Protests in Homs, Syria

Anti-government protests in the besieged city of Homs

Credit: by FreedomHouse on Flickr. Some rights reserved

The British government has said it is doing "everything we possibly can" to get an injured Sunday Times photographer out of the besieged Syrian city of Homs.

Paul Conroy was injured on Wednesday in the same attack that killed veteran Sunday Times war correspondent Marie Colvin.

International development secretary Andrew Mitchell told the BBC's Andrew Marr Show: "We are doing everything we possibly can. The Foreign Office have been seeking to negotiate with the Syrian authorities. Our ambassador in Damascus is engaged in trying to do just that. It is extremely difficult and the conversations are patchy."
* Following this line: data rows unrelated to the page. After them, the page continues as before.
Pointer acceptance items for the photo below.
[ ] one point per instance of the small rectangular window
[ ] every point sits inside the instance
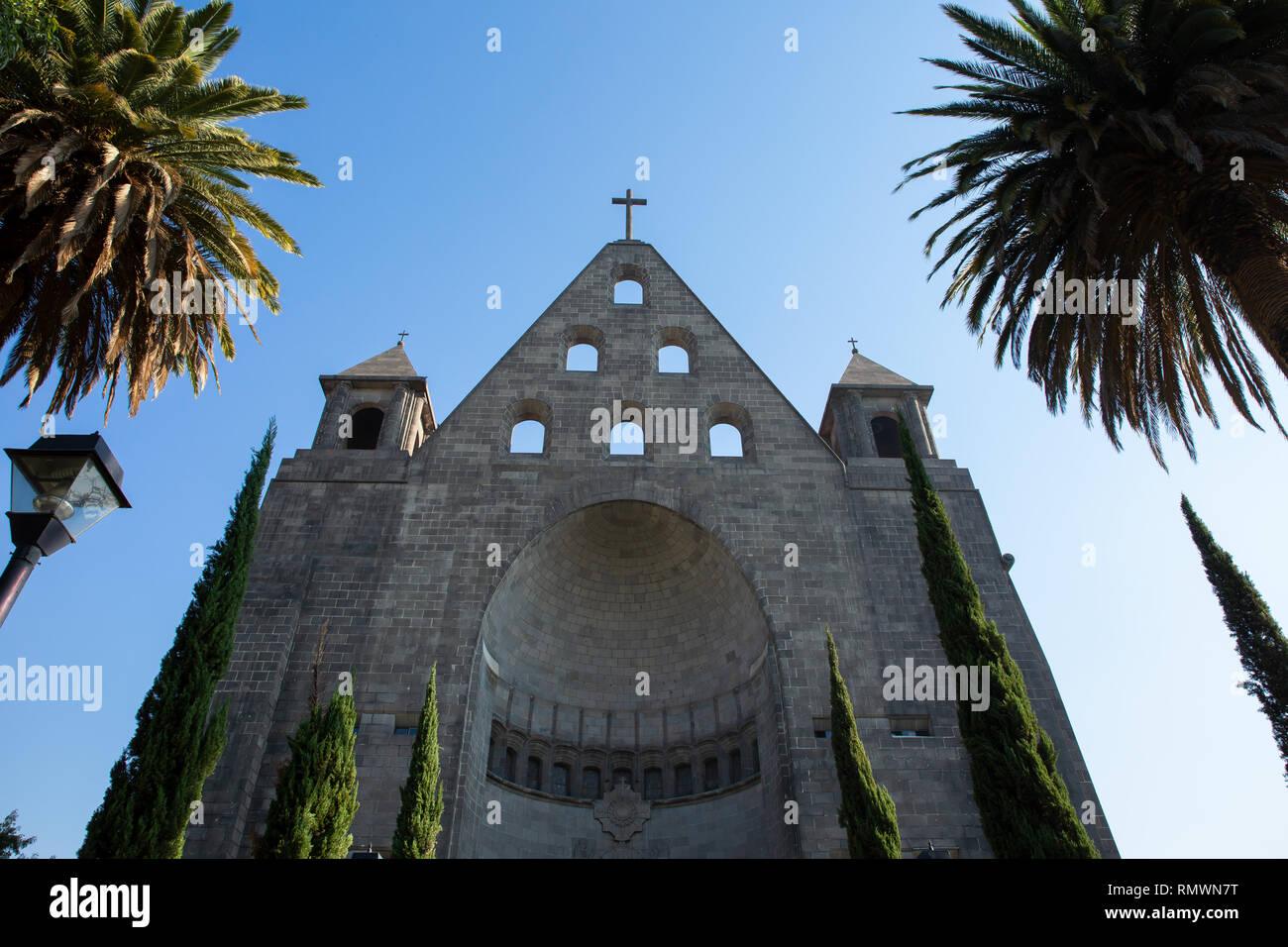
(683, 780)
(709, 775)
(910, 725)
(559, 780)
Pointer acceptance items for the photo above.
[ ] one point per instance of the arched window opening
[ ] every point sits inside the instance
(528, 437)
(626, 438)
(627, 292)
(559, 780)
(709, 775)
(674, 360)
(725, 441)
(885, 432)
(583, 357)
(366, 429)
(684, 780)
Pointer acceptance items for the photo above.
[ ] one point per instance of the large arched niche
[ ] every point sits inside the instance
(608, 591)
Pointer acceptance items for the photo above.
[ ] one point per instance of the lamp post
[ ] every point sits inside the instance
(60, 487)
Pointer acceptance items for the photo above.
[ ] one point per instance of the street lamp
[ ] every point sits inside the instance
(62, 484)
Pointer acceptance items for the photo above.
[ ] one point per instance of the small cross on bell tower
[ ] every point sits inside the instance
(630, 201)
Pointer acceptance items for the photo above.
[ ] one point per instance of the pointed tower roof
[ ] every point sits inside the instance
(864, 371)
(390, 364)
(382, 369)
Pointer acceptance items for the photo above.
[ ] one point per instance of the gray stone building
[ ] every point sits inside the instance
(630, 646)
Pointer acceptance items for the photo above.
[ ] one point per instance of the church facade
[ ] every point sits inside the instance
(629, 646)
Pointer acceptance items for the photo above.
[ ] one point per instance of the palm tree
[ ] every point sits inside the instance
(1129, 141)
(120, 174)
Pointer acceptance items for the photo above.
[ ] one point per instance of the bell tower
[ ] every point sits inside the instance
(377, 405)
(862, 414)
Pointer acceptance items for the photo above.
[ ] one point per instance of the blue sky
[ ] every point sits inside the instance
(473, 169)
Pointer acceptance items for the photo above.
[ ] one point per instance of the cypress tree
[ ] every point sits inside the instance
(1261, 644)
(1022, 802)
(178, 742)
(867, 812)
(421, 810)
(317, 791)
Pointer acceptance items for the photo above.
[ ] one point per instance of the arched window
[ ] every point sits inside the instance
(559, 780)
(366, 429)
(583, 357)
(528, 437)
(528, 423)
(673, 359)
(627, 292)
(684, 780)
(725, 441)
(885, 432)
(709, 775)
(626, 438)
(630, 285)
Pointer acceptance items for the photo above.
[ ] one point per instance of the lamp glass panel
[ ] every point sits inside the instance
(68, 486)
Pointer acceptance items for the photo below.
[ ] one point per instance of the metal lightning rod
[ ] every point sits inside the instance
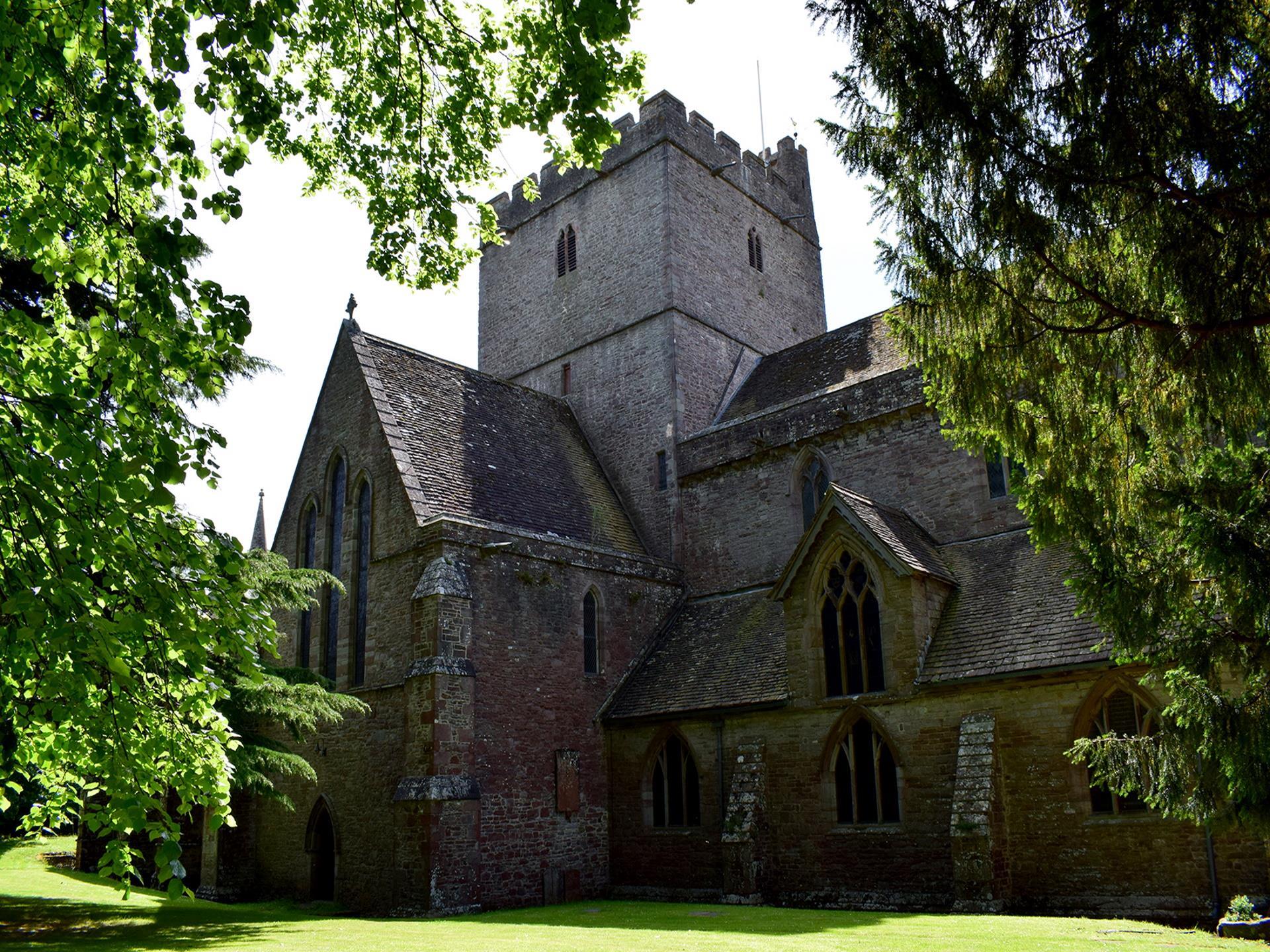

Conroy's wife, Kate, told Broadcasting House on BBC Radio 4 yesterday that her husband had refused to leave Homs with humanitarian organisation the Syrian Red Crescent last week because he did not trust them "unless they had somebody from the British or French Embassy with them as an escort".

France's president Nicolas Sarkozy told a French radio station this morning that a "solution" was being drawn up to get Conroy and French reporter Edith Bouvier out of Homs.

He told RTL: "We have the beginnings of a solution. It seems that things are starting to move."